Most Inspirational Rock Songs
The inspiration behind making this list was obvious—when times are tough, we sometimes turn to music to make us feel better. With that in mind here are several contemporary rock songs that will boost your spirits and help get you through the day. What’s interesting about these songs is that while being inspiring, they also often touch on sadness, suggesting that we can only know joy by being aware of sorrow.
The message of this Smashing Pumpkins hit couldn’t be clearer: Today is the only day we have, so let’s make the most of it. Balanced against Billy Corgan’s worries about past regrets and disappointments, the song’s winding, towering guitars offer unfiltered ecstasy and hope. Corgan could be a dour fellow, but for once, he argued that the trick to being happy is simply deciding to be happy.
One of the biggest hits off Finding Beauty in Negative Spaces, “Rise Above This” (like the album that contains it) is largely about trying to find the bright side to dark circumstances. On this song, Seether frontman Shaun Morgan stares deep into the heart of self-doubt but vows not to let his troubles destroy him. “I’ve fallen down,” he admits, “but I’ll rise above this.” The explosive punch of the chorus suggests he’s well on his way to pulling himself out of despair.
A song about dreaming of a better tomorrow, “Paradise City” rides the urgent, hopeful riffs of Guns N’ Roses guitarist Slash into the promised land. It’s a pretty safe bet that a lot of disheartened souls have sung along with Axl Rose’s desperate wail of “Take! Me! Home!” over the years, with the volume cranked all the way up.
When we’re down, sometimes it helps to change perspective. This song from Live juxtaposes the birth of a baby with the death of an elderly woman, hinting that the woman’s donated organs helped save the newborn’s life. Live were known for uplifting songs, but “Lightning Crashes” has a spiritual, philosophical bent to it as the lyrics ponder the miracle of being alive.
Oasis – “It’s Getting Better (Man!!)”
A song doesn’t need to be deep to be inspiring. Here, Oasis summon a flurry of revved-up guitars to offer encouraging words to anybody down in the dumps. Singer Liam Gallagher effectively sums up the urge to choose hope over pessimism with these simple lines: “Build something/Build a better place and call it home/Even if it means nothing/You’ll never ever feel that you’re alone.”
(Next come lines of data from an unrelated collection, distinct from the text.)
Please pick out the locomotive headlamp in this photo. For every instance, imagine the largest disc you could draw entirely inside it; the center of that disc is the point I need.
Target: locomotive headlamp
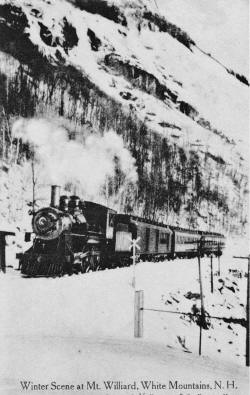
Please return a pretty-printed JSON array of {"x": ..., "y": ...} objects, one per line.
[{"x": 49, "y": 223}]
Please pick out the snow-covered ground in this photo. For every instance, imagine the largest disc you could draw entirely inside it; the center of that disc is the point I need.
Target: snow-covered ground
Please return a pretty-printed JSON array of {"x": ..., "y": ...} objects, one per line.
[{"x": 80, "y": 328}]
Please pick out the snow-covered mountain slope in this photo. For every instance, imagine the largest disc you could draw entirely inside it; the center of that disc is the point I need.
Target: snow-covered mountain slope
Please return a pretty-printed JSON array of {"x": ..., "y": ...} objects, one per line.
[{"x": 124, "y": 65}]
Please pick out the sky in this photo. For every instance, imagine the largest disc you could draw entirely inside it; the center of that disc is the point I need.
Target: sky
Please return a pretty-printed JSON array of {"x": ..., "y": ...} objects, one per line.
[{"x": 220, "y": 27}]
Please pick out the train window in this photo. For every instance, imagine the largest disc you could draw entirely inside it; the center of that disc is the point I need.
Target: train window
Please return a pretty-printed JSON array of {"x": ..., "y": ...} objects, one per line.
[
  {"x": 111, "y": 219},
  {"x": 157, "y": 239},
  {"x": 122, "y": 227},
  {"x": 167, "y": 240},
  {"x": 147, "y": 238}
]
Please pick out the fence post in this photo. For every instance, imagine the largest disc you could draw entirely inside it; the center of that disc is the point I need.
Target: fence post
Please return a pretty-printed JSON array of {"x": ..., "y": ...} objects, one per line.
[
  {"x": 138, "y": 314},
  {"x": 247, "y": 307},
  {"x": 201, "y": 293}
]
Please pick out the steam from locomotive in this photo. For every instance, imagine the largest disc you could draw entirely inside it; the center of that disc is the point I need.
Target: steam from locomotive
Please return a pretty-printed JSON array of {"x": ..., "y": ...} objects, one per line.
[{"x": 85, "y": 165}]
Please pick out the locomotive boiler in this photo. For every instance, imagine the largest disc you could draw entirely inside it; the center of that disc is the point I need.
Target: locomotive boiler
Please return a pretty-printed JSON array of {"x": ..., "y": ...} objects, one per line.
[{"x": 71, "y": 236}]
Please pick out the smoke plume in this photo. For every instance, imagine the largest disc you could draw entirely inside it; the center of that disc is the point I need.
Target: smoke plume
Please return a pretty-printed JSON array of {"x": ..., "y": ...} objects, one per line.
[{"x": 87, "y": 167}]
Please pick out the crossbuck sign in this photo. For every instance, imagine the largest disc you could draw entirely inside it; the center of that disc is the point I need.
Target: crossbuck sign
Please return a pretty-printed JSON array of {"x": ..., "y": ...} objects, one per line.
[{"x": 134, "y": 246}]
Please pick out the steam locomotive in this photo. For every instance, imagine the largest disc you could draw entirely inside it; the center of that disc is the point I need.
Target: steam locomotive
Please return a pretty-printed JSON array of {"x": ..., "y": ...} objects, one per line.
[{"x": 75, "y": 236}]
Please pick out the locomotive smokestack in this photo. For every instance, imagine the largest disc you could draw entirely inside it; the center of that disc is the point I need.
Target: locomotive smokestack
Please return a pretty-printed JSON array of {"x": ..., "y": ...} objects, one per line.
[{"x": 55, "y": 196}]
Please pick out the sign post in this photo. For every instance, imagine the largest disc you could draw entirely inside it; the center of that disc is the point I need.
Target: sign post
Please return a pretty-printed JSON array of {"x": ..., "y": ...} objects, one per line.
[{"x": 134, "y": 246}]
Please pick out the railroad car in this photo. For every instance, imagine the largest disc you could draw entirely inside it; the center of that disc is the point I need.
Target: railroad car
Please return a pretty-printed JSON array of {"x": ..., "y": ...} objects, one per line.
[{"x": 73, "y": 236}]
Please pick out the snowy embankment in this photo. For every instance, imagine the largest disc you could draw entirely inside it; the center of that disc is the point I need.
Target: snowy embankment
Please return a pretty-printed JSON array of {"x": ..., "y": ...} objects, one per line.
[{"x": 87, "y": 320}]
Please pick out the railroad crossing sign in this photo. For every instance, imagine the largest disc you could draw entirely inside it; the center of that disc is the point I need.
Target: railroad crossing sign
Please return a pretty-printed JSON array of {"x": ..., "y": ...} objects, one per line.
[{"x": 134, "y": 246}]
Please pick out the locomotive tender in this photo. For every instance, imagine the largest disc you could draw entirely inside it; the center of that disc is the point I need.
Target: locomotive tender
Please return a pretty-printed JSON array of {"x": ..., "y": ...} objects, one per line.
[{"x": 73, "y": 236}]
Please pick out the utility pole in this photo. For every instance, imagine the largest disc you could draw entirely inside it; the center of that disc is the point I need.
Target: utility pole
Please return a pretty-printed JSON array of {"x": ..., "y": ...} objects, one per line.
[
  {"x": 201, "y": 293},
  {"x": 212, "y": 274},
  {"x": 247, "y": 307}
]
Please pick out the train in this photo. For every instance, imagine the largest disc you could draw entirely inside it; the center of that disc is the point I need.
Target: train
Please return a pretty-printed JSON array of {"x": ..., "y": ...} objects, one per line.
[{"x": 73, "y": 236}]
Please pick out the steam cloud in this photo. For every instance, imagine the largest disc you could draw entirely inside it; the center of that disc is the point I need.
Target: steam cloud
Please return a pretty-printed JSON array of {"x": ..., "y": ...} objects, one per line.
[{"x": 86, "y": 166}]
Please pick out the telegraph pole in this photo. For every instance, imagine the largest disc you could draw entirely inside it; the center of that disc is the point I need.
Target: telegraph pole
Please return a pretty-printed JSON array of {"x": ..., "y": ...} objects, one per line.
[
  {"x": 247, "y": 308},
  {"x": 201, "y": 293}
]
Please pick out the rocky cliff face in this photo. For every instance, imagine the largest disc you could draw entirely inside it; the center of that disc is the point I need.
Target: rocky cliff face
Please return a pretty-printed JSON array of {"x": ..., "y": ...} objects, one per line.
[{"x": 96, "y": 65}]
Though not one of Pearl Jam’s more famous hits, “I Am Mine” is one of their most defiant tunes, a vigorous blast of self-determination that feels like a raised fist held up in protest. Starting with a reserved verse before blasting into a rousing chorus, the song lays out the case that when everything seems to be falling apart, all we have to rely on is ourselves. Eddie Vedder’s rugged vocals suggest all the struggle and courage required to stand strong when the world lets you down.
R.E.M. – “Everybody Hurts”
In the 1980s, R.E.M.’s Michael Stipe preferred to sing his cryptic lyrics in mumbled, mysterious tones. But for this openhearted 1992 ballad, Stipe made his intentions plain, delivering one of his most plaintive performances. Over comforting, churchly keyboards and strings, Stipe consoles the listener, urging him or her not to give up. “Everybody hurts sometimes,” he says, “so hold on.”
Bruce Springsteen – “Born to Run”
Bruce Springsteen has made a career out of writing uplifting songs about dreary situations. His masterpiece in this regard is “Born to Run,” a beautiful ode to escaping the drudgery around you. With wildly romantic imagery, Springsteen paints a portrait of two restless young lovers who just want to jump in the car and drive as far away as they can. More than 30 years after he wrote it, “Born to Run” remains a favorite for its powerfully transcendent message, inspiring tons of bands along the way.
Many U2 songs deal with inspirational themes, but “Beautiful Day” is perhaps their sunniest song, a paean to being positive when there are obvious reasons not to be. As the song opens, the main character is literally and metaphorically stuck, but then he realizes all the wonders of the world around him, which immediately improves his mood. As the Edge’s guitar chords aim for the heavens, Bono encapsulates the feeling of buoyant optimism: “What you don’t have/You don’t need it now/What you don’t know/You can feel it somehow.”
The Foo Fighters turn down the volume for an almost country-ish ballad about trying to hang onto your sanity during hard times. With sweetly hushed vocals, Dave Grohl sings to a woman who’s equally dispirited, offering nothing more than an impossibly breezy melody as a comfort to shield oneself from all of life’s sorrows. “Ain’t It the Life” may sound melancholy, but its willingness to defiantly put one foot in front of the other makes it resoundingly hopeful.